Proposal Puts Internet Control in Private Sector
WASHINGTON — The Clinton administration will propose today that control of some of the Internet’s most crucial operations be transferred from federal research agencies to the private sector over the next two years, according to White House officials.
In a much-anticipated report, the administration lays out a new structure for the global computer network, which has become a fast-growing medium for communication and commerce. Under the plan, the government’s role in assigning Internet addresses and maintaining the traffic-directing hardware at the heart of the network would shift to a not-for-profit private corporation. The corporation would be run and funded by the businesses, people and institutions that use the Internet.
The White House proposal, which administration officials said does not require congressional approval, is intended to make the global network’s computers more reliable and to open to competition the task of assigning addresses on the network, with the aim of widening consumer choice and lowering costs.
The plan would allow firms other than Network Solutions Inc., a Herndon, Va., company that has an exclusive arrangement with the federal government, to assign addresses that end in “.com,” “.org” and “.net.”
In addition, the administration will authorize the creation of five new address suffixes--called “top-level domains” in Internet parlance--that can be assigned by several companies, according to a copy of the report obtained by the Washington Post. Domain names--such as www.ford.com or www.disney.com--function as a sort of ZIP code system for the Internet, enabling users to locate pages on the graphical World Wide Web and address electronic mail.
The five new domains would allow more individuals and businesses, some of which have been bickering over space in the popular but crowded “.com” area, to obtain addresses that more closely reflect their names. The result could be retailers with Web addresses ending in “.store” or theaters whose addresses end with “.arts.”
The cost of registering an address, now $100 for two years, also is expected to drop significantly with competition, industry specialists predict, leading many ordinary computer users to snap up personalized e-mail and Web page addresses.
The Internet was built by the federal government in the late 1960s as a way to help scientists in different parts of the country better communicate with one another.

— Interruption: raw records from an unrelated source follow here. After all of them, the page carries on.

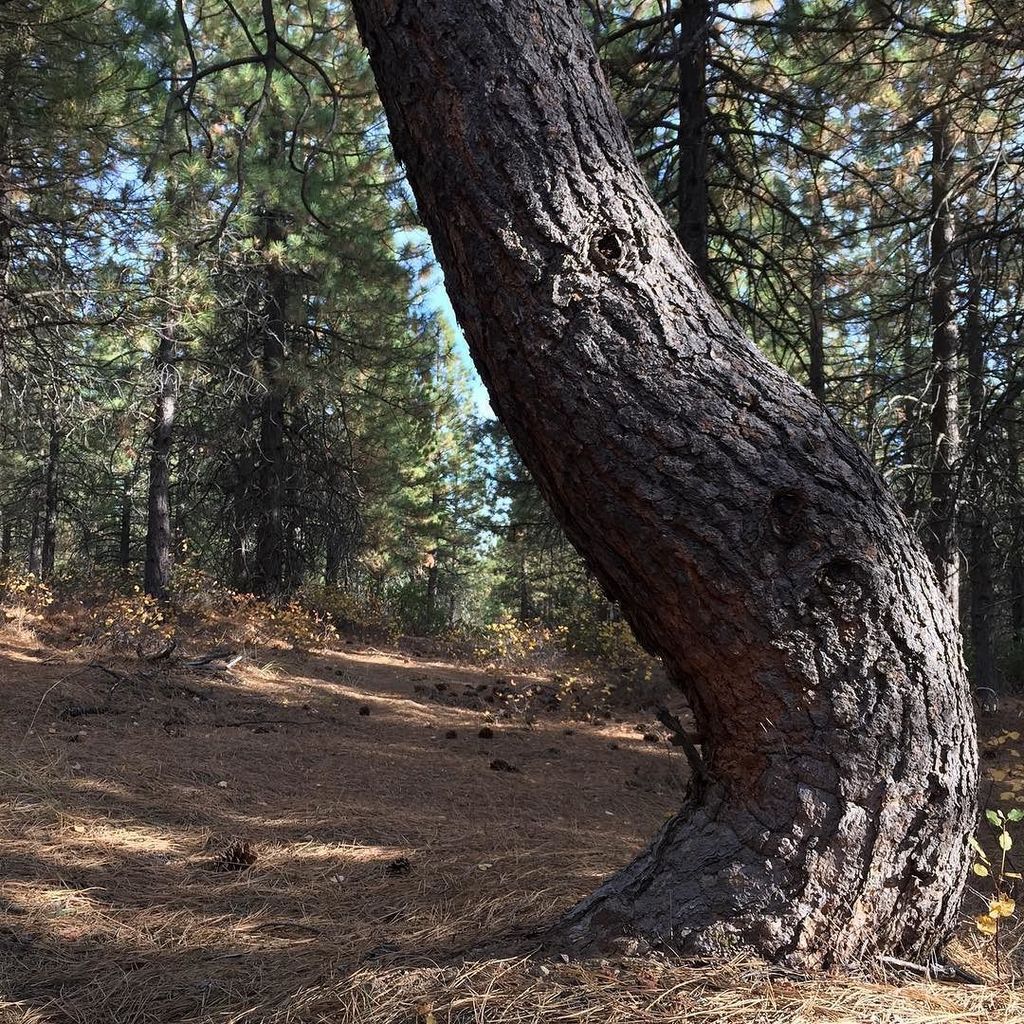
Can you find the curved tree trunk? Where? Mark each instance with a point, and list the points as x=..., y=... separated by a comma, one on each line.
x=748, y=539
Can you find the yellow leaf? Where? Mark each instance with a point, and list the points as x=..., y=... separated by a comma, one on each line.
x=1001, y=906
x=985, y=925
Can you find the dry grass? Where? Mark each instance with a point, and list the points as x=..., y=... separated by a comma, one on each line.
x=125, y=786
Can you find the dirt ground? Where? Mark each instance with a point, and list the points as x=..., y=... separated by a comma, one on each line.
x=321, y=838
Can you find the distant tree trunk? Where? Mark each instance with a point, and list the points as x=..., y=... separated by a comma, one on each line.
x=816, y=346
x=747, y=539
x=124, y=541
x=8, y=541
x=1015, y=571
x=523, y=588
x=269, y=479
x=981, y=597
x=691, y=198
x=943, y=399
x=36, y=536
x=333, y=559
x=159, y=560
x=49, y=527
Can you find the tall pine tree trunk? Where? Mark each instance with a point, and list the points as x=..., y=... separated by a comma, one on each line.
x=940, y=528
x=157, y=573
x=691, y=184
x=270, y=474
x=36, y=535
x=124, y=532
x=981, y=596
x=747, y=539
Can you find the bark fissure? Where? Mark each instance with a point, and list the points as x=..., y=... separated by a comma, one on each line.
x=748, y=540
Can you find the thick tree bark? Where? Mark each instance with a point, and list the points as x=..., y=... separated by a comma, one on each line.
x=748, y=540
x=159, y=562
x=691, y=183
x=943, y=399
x=50, y=484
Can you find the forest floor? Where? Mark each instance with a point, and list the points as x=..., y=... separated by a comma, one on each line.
x=322, y=837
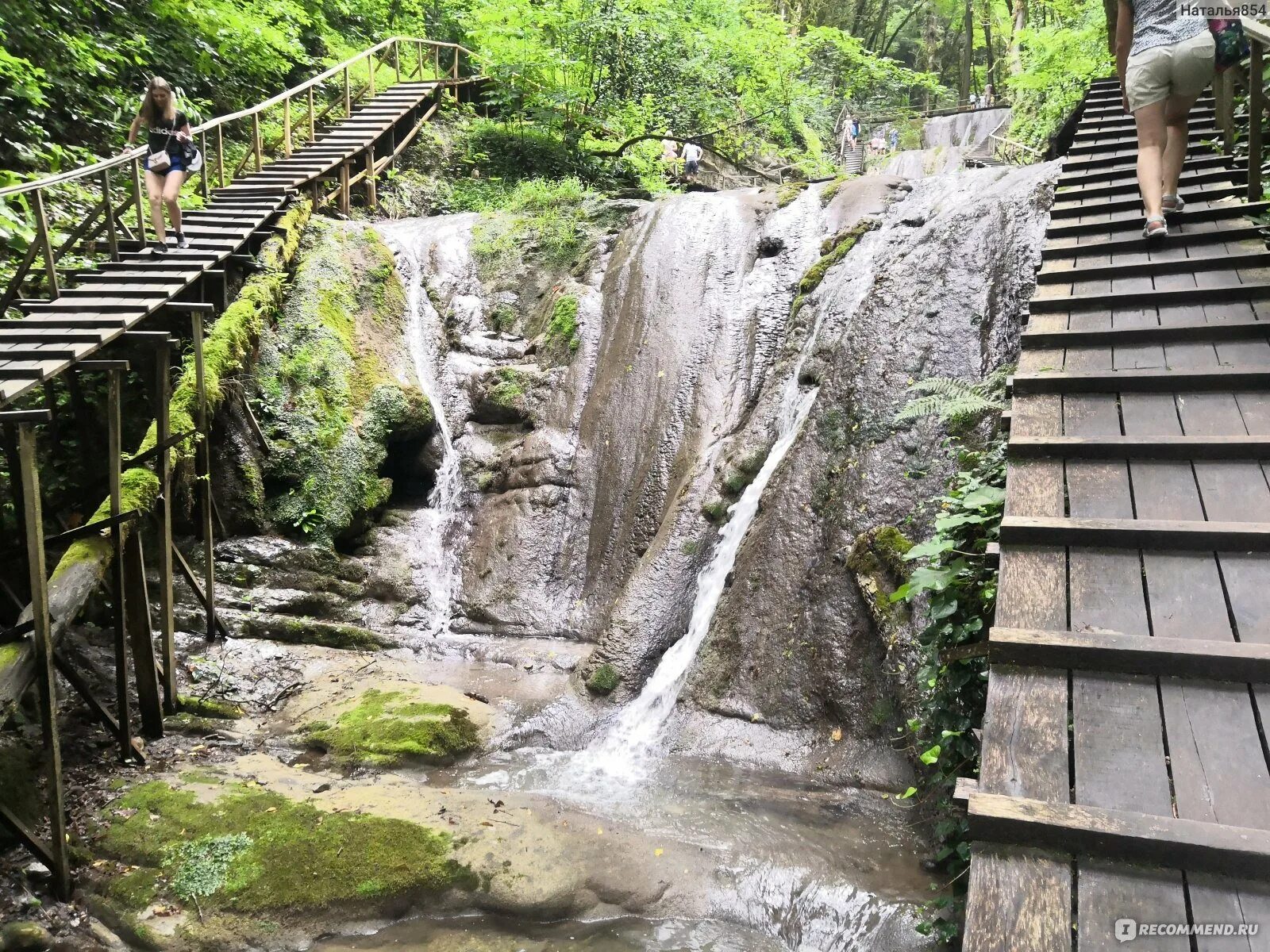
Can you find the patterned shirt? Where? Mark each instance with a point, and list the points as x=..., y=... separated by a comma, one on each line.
x=1156, y=23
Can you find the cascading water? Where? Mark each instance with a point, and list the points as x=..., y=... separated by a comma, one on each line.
x=622, y=753
x=436, y=569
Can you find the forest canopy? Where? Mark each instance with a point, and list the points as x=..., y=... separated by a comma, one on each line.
x=774, y=75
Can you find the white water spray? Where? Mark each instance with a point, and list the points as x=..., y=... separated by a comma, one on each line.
x=622, y=753
x=436, y=569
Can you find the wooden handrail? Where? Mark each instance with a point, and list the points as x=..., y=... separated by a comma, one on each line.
x=125, y=158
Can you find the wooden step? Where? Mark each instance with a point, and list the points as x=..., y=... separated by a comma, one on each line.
x=1140, y=447
x=1130, y=187
x=1114, y=145
x=1132, y=654
x=1122, y=835
x=1132, y=202
x=1184, y=332
x=1157, y=298
x=1137, y=244
x=1218, y=213
x=1155, y=270
x=1172, y=535
x=1140, y=381
x=1130, y=171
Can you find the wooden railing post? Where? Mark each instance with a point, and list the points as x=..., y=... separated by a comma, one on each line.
x=140, y=203
x=44, y=651
x=205, y=186
x=1257, y=113
x=220, y=158
x=46, y=245
x=112, y=239
x=257, y=150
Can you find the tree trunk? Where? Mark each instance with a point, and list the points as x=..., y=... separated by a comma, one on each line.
x=1110, y=10
x=968, y=52
x=987, y=44
x=1020, y=25
x=930, y=40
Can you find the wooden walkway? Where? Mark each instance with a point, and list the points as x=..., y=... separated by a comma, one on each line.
x=1124, y=766
x=117, y=296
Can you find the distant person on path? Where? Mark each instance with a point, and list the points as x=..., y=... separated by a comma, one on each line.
x=1165, y=61
x=691, y=159
x=169, y=155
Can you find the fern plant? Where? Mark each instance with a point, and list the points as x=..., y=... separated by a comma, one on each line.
x=956, y=403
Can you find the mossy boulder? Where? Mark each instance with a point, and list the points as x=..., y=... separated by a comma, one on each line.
x=506, y=395
x=876, y=560
x=311, y=631
x=25, y=937
x=248, y=850
x=329, y=401
x=387, y=727
x=209, y=708
x=603, y=681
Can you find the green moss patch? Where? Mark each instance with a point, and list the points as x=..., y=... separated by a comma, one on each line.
x=603, y=679
x=842, y=244
x=209, y=708
x=310, y=631
x=256, y=850
x=387, y=727
x=328, y=403
x=562, y=336
x=787, y=192
x=715, y=512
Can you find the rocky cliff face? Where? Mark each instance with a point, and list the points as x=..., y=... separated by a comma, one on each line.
x=595, y=480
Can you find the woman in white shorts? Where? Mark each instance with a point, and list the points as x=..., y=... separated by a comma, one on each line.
x=1165, y=61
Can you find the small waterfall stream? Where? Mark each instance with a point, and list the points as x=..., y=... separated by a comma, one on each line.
x=624, y=750
x=436, y=566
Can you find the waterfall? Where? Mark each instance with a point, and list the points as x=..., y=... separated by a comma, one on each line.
x=622, y=752
x=436, y=569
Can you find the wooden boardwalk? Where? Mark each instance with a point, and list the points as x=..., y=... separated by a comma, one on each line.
x=1124, y=766
x=117, y=296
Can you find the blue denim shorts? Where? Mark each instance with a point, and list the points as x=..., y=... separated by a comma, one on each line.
x=178, y=164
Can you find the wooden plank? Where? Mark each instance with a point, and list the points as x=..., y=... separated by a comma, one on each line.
x=1122, y=835
x=1140, y=380
x=1164, y=447
x=1132, y=654
x=1242, y=328
x=1149, y=298
x=1195, y=535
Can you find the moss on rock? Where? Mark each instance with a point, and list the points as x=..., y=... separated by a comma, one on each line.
x=311, y=631
x=787, y=192
x=328, y=403
x=209, y=708
x=287, y=857
x=385, y=727
x=603, y=679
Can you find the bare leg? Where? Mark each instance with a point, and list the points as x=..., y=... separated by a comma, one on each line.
x=154, y=190
x=171, y=197
x=1176, y=111
x=1151, y=156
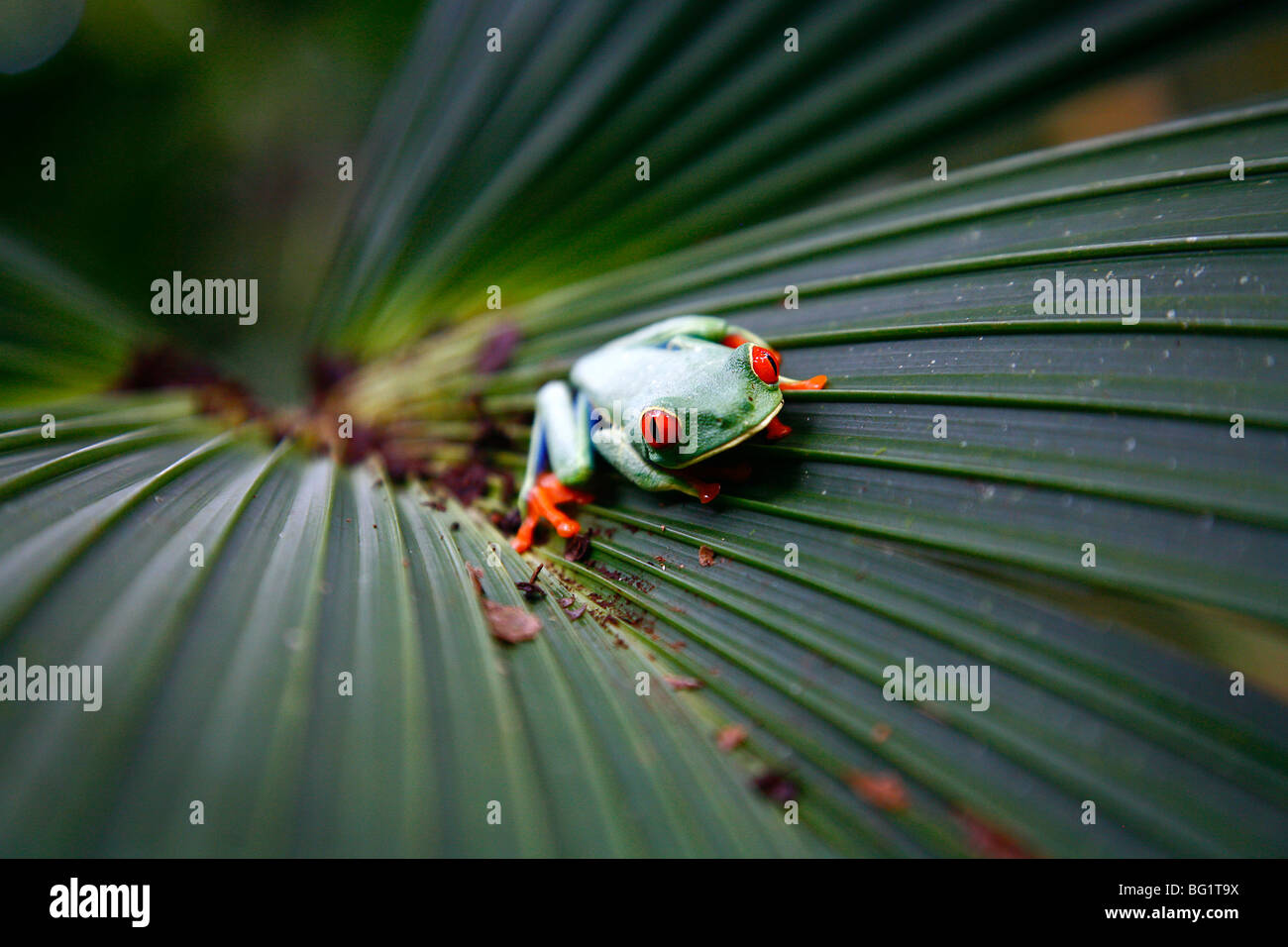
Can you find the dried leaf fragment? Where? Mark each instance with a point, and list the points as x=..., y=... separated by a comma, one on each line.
x=730, y=737
x=883, y=789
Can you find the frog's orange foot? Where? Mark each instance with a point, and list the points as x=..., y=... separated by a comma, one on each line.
x=776, y=429
x=811, y=384
x=542, y=499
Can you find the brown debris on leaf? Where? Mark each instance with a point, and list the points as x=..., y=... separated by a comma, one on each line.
x=531, y=590
x=990, y=841
x=578, y=548
x=497, y=348
x=776, y=787
x=883, y=789
x=730, y=737
x=509, y=624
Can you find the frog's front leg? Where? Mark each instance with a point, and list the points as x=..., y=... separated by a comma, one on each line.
x=558, y=458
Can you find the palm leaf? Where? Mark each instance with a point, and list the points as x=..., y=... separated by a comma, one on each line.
x=857, y=544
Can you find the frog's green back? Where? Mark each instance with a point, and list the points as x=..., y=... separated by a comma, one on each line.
x=711, y=388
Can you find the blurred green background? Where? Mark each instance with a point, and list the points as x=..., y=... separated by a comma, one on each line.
x=224, y=162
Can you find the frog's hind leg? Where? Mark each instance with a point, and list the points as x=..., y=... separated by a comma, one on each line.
x=559, y=458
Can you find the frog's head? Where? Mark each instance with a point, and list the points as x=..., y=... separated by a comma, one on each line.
x=726, y=397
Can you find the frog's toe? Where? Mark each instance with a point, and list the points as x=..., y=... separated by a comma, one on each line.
x=811, y=384
x=542, y=504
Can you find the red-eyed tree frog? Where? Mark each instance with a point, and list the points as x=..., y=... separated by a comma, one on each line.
x=652, y=403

Although private telecommunications companies now sell access to the Internet and carry much of its traffic, federal agencies, either directly or through contracts, have continued to manage several key functions, including the assignment of addresses and the workings of the “white pages” directories that enable computers to find each other.
But as the network has grown into something resembling a mass medium, the National Science Foundation and the Defense Department, which have nurtured the network since the ‘60s, have concluded that they no longer want to be responsible for operating it.